All’inizio del 1915, in Europa, lo scontro si era già infilato in una situazione di stallo, tra sanguinosissime ed inutili battaglie di trincea.

La Russia aveva pagato prezzi altissimi, sul fronte orientale, nelle battaglie di Tannenberg e dei Laghi Masuri, e chiese agli alleati un intervento che alleviasse la pressione. Fu Winston Churchill, Primo Lord dell’Ammiragliato, ad indicare i Dardanelli.

Lo Stretto costituiva – attraverso il Mar di Marmara e il Mar Nero – lo sbocco dei russi nel Mediterraneo: di lì passava la metà del traffico commerciale, e i nove decimi delle esportazioni russe di grano. Il controllo dei Dardanelli era dunque il rubinetto per i rifornimenti dell’alleato russo.

Inoltre, la Turchia aveva due sole fabbriche di munizioni, sulla costa presso Costantinopoli, che sarebbero state a tiro dei cannoni di una flotta che avesse forzato lo stretto. L’Inghilterra ci provò due volte: il 19 febbraio e il 18 marzo, le navi tentarono di passare il canale. I campi minati e le artiglierie turche ebbero la meglio, affondarono tre navi da battaglia e costringendone altre tre a lunghe riparazioni. Si decise per l’invio dell’esercito.

Il corpo di spedizione fu affidato al comando del generale Ian Hamilton, uno scozzese di 62 anni che aveva prestato servizio in India e nella guerra boera. Lo sbarco denunciò subito le incapacità organizzative: confusione logistica, indecisioni operative, collegamenti inefficaci.

Halmiton scelse sei punti per lo sbarco dei suoi 80 mila uomini, più due azioni diversive, per ingannare Otto Liman von Sanders, il sessantenne ufficiale tedesco che aveva il comando a Gallipoli. Il 25 aprile, i soldati australiani e neozelandesi dell’Australian & New Zealand Army Corpos (ANZAC) scoprirono immediatamente che l’area dell’Ari Burnu non aveva spiagge di facile accesso ma solo scogliere e burroni impraticabili.

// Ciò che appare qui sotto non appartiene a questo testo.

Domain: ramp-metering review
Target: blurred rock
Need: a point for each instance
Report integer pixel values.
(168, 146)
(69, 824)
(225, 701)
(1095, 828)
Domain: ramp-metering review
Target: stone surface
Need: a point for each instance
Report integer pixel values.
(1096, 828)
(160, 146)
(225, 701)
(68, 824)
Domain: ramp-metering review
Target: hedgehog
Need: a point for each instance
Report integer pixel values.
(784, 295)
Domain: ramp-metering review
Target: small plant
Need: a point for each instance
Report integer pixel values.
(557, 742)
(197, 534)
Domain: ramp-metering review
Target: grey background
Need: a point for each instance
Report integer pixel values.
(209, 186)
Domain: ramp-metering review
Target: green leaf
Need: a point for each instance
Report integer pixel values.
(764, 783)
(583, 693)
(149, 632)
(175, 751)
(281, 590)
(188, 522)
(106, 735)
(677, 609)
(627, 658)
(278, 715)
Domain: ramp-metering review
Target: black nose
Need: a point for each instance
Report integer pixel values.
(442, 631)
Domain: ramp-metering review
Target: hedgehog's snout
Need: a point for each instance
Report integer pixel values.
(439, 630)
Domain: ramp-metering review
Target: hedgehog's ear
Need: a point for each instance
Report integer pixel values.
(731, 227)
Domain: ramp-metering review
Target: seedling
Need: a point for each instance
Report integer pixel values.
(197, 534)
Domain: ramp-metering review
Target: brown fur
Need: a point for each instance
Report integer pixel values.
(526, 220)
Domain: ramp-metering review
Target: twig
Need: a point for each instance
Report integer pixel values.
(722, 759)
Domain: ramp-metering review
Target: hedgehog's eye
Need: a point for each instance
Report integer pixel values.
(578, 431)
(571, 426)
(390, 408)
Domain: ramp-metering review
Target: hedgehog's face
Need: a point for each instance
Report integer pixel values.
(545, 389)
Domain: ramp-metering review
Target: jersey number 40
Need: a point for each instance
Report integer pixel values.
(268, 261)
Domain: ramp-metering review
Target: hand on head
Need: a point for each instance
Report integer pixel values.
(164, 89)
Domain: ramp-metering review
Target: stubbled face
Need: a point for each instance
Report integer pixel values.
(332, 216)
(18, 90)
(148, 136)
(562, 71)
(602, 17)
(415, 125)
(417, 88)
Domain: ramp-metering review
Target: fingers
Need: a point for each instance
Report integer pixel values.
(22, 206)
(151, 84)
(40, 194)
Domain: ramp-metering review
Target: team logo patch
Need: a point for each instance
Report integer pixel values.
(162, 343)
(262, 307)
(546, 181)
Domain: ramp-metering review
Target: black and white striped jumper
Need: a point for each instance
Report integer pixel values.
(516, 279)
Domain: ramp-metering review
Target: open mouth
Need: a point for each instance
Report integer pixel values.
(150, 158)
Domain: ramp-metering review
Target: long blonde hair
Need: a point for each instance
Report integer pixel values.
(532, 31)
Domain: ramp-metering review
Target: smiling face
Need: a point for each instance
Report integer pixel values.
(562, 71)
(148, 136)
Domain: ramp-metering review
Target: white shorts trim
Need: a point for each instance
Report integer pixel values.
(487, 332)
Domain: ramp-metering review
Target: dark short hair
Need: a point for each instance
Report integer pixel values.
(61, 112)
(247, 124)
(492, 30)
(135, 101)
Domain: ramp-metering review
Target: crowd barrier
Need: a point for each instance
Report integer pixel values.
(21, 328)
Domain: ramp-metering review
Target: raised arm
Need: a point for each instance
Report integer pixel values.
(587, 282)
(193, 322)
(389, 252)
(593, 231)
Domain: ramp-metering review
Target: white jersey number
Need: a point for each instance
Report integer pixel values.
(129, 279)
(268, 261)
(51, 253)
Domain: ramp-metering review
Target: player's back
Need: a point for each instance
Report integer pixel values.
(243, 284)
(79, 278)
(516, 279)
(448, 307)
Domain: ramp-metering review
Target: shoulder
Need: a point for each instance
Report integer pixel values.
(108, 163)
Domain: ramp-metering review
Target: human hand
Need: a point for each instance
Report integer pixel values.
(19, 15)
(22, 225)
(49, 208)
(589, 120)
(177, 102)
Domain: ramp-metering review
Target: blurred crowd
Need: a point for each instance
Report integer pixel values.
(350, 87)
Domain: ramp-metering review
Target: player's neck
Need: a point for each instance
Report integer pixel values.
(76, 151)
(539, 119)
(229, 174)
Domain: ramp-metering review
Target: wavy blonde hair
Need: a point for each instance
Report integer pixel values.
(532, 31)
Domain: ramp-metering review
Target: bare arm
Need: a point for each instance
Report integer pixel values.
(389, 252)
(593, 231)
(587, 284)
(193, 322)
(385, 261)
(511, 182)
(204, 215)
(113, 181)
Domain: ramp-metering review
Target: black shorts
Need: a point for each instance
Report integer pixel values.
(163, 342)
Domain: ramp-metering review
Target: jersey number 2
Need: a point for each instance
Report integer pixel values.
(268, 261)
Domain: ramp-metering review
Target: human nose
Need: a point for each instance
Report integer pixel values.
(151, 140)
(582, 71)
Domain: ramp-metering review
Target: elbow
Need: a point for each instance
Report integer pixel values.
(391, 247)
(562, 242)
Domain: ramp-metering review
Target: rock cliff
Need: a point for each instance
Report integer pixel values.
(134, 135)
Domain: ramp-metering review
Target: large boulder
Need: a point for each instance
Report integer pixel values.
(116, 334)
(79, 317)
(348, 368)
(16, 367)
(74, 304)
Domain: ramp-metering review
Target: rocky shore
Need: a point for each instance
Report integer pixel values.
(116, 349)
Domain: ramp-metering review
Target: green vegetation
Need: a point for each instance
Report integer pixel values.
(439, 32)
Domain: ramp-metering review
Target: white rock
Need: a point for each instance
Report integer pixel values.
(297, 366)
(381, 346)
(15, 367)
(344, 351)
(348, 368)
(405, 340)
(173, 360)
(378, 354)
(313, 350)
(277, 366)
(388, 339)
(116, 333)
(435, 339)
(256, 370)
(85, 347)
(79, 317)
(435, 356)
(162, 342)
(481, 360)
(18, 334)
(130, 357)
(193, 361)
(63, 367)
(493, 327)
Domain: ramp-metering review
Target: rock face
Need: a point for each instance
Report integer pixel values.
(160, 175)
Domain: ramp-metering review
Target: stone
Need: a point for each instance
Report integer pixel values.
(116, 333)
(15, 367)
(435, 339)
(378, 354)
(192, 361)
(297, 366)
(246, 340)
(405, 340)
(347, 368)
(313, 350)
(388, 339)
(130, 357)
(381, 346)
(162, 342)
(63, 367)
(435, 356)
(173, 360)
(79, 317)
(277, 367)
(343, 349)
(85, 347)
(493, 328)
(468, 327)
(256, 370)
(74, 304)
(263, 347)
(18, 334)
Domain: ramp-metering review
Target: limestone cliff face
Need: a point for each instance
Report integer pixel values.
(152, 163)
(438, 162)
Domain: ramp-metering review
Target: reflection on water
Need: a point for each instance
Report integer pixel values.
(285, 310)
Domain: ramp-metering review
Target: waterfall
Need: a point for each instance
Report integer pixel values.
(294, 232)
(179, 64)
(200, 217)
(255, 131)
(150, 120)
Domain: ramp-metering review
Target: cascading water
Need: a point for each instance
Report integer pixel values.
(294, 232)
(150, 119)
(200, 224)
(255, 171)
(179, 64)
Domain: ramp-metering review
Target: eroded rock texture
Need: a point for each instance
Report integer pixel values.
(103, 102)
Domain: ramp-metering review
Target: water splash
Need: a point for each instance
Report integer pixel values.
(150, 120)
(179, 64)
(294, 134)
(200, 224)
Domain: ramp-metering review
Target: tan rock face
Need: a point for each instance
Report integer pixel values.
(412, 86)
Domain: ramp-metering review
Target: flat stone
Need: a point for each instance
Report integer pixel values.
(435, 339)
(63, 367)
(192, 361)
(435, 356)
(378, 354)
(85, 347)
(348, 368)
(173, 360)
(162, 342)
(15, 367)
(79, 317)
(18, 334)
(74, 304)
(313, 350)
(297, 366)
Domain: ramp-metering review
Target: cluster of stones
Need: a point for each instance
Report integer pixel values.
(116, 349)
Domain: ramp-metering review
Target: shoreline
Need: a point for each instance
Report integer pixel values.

Oggi è chiaro che l’intera operazione fu decisa proprio lì: il genio militare di Mustafà Kemal comprese che il possesso di Monte Chunuk Bair e del crinale Sari Bair era determinante per il controllo dell’intera penisola. Ignorando gli ordini superiori, Kemal portò tutte le truppe possibili sul Chunuk Bair e sul crinale e tenne le posizioni: gli inglesi, nonostante i loro sforzi, non sarebbero mai più riusciti ad andare avanti.

Nelle altre zone di sbarco, intorno a Capo Helles, regnò subito la confusione: grandissimo coraggio degli attaccanti, nonostante le forti perdite inflitte dall’ostinata determinazione dei turchi.

Il 26 mattina, gli inglesi erano riusciti a portare a terra circa 30 mila uomini. Il problema era che questi erano stati praticamente bloccati sul litorale, in una fascia di un paio di chilometri dalle spiagge, con pochi viveri e scarse munizioni.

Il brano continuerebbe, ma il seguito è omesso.